Anthroposophy in Education
In April of 1919, Rudolf Steiner visited the Waldorf Astoria cigarette factory in Stuttgart owned by the industrialist, Emil Molt. The German nation, defeated in war, was teetering on the brink of economic, social, and political chaos. Steiner spoke to the workers about the need for social renewal, for a new way of organizing society and its political and cultural life. This was expounded in his book “The Threefold Social Commonwealth” which proposed the idea of society based on the principles of Liberty in the cultural sphere, Equality in the rights or political sphere and Fraternity in the economic sphere.
Emil Molt asked Steiner if he would undertake to establish and lead a school for the children of the employees of the company.

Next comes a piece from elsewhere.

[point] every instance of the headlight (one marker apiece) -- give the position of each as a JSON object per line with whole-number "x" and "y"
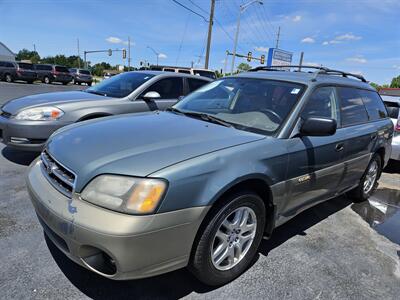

Steiner agreed but set four conditions, each of which went against common practice of the day:
1. that the school be open to all children,
2. that it be coeducational,
3. that it be a unified twelve-year school,
4. that the teachers, those individuals actually in contact with the children, have primary control of the school, with a minimum interference from the state or from economic sources.
“The need for imagination, a sense of truth, and a feeling of responsibility.
These are the three forces which are the very nerve of education.”
Steiner’s conditions were radical for the day, but Molt gladly agreed to them. On September 7th 1919, the independent Waldorf School (Die Freie Waldorfschule) opened its doors.
Waldorf Education has its roots in the spiritual-scientific research of the Austrian scientist and thinker Rudolf Steiner (1861-1925). According to Steiner’s philosophy, man is a threefold being of spirit, soul, and body whose capacities unfold in three developmental stages on the path to adulthood: early childhood, middle childhood, and adolescence.
There are now over 900 Steiner (or Waldorf ) schools throughout the world. In these schools the education addresses the physiological, psychological and spiritual needs of the developing child. Art, science and practical skills development are integrated in the flexible curriculum which follows the different stages of a child’s development.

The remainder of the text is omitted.